Earlier this year it was revealed that Warner Bros, following a string of costly movies that hadn’t hit box office gold (Pan, Jupiter Ascending, The Man From U.N.C.L.E., In The Heart Of The Sea), was restructuring its blockbuster movie business. Fewer films, fewer risks, more franchises, and more centering around movie universes seems to be the new approach, and the appointment of a new corporate team to oversee the Harry Potter franchise last week was one part of that.

In some ways, it marks the end of an era. Whilst it retains its relationships with key directing talent (Ben Affleck, Clint Eastwood, Christopher Nolan for instance), Warner Bros was, for the bulk of the 1990s in particular, the studio that the others were trying to mimic. It worked with the same stars and filmmakers time and time again, and under then-chiefs Terry Semel and Robert Daly, relationships with key talent were paramount.

Furthermore, the studio knew to leave that talent to do its job, and was also ahead of the pack in developing franchises that it could rely on to give it a string of hits.

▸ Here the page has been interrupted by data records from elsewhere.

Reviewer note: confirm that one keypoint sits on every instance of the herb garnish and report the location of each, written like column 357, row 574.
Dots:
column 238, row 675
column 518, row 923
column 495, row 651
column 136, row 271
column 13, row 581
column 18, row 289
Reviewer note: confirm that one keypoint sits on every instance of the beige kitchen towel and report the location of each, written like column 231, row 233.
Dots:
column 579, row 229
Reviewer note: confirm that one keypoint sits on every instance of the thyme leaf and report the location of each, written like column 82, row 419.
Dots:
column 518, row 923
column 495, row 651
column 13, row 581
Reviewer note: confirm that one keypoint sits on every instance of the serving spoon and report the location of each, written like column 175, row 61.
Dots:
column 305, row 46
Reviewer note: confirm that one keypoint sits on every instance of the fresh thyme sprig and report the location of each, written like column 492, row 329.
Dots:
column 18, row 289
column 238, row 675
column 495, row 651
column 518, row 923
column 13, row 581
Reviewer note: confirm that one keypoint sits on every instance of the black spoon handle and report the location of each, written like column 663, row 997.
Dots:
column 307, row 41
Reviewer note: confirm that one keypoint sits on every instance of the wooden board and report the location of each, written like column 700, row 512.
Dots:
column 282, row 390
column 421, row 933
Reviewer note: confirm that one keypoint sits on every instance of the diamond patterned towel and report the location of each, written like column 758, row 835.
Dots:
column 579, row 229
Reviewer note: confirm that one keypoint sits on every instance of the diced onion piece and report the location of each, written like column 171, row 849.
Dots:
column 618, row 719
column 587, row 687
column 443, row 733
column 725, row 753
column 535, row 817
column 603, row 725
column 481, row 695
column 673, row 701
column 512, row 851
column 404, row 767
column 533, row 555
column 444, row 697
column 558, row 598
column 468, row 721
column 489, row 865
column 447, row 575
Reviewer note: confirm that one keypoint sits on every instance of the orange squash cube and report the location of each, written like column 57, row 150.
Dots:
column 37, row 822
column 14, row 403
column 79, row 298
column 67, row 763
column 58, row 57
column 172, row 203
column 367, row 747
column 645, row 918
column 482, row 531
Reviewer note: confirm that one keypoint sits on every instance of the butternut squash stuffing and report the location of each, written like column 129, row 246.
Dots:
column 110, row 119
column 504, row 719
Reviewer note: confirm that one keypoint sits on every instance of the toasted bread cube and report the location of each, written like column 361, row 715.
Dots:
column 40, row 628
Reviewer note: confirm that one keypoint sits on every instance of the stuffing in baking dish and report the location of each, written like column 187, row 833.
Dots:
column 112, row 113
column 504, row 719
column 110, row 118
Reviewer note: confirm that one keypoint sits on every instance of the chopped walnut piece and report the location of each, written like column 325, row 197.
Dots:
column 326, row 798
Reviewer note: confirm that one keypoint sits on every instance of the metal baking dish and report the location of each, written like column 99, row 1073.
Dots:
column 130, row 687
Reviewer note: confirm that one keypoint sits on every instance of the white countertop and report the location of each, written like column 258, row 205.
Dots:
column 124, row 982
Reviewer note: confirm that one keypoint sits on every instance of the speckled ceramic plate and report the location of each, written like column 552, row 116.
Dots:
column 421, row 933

However, whilst Warner Bros is having troubles now, its way of doing business was first seriously challenged by the failure of its slate in the summer of 1997. Once again, it seemed to have a line up to cherish, that others were envious of. But as film by film failed to click, every facet of Warner Bros’ blockbuster strategy suddenly came under scrutiny, and would ultimately fairly dramatically change. Just two summers later, the studio released The Matrix, and blockbuster cinema changed again.

But come the start of summer 1997? These are the movies that Warner Bros had lined up, and this is what happened…

February - National Lampoon’s Vegas Vacation

Things actually had got off to a decent enough start for the studio earlier in the year, so it's worth kicking off there. It brought Chevy Chase and Beverly D’Angelo back together, for the fourth National Lampoon movie, and the first since 1989’s National Lampoon’s Christmas Vacation. Interestingly, it dropped the National Lampoon moniker in the Us, and instead released the eventual movie as Vegas Vacation. It was a belated sequel, back when belated sequels weren’t that big a thing.

The film was quickly pulled apart by reviewers, but it still just about clawed a profit. The production budget of $25m was eclipsed by the Us gross of $36m, and the movie would do comfortable business on video/DVD. Not a massive hit, then, but hardly a project that had a sense of foreboding about it.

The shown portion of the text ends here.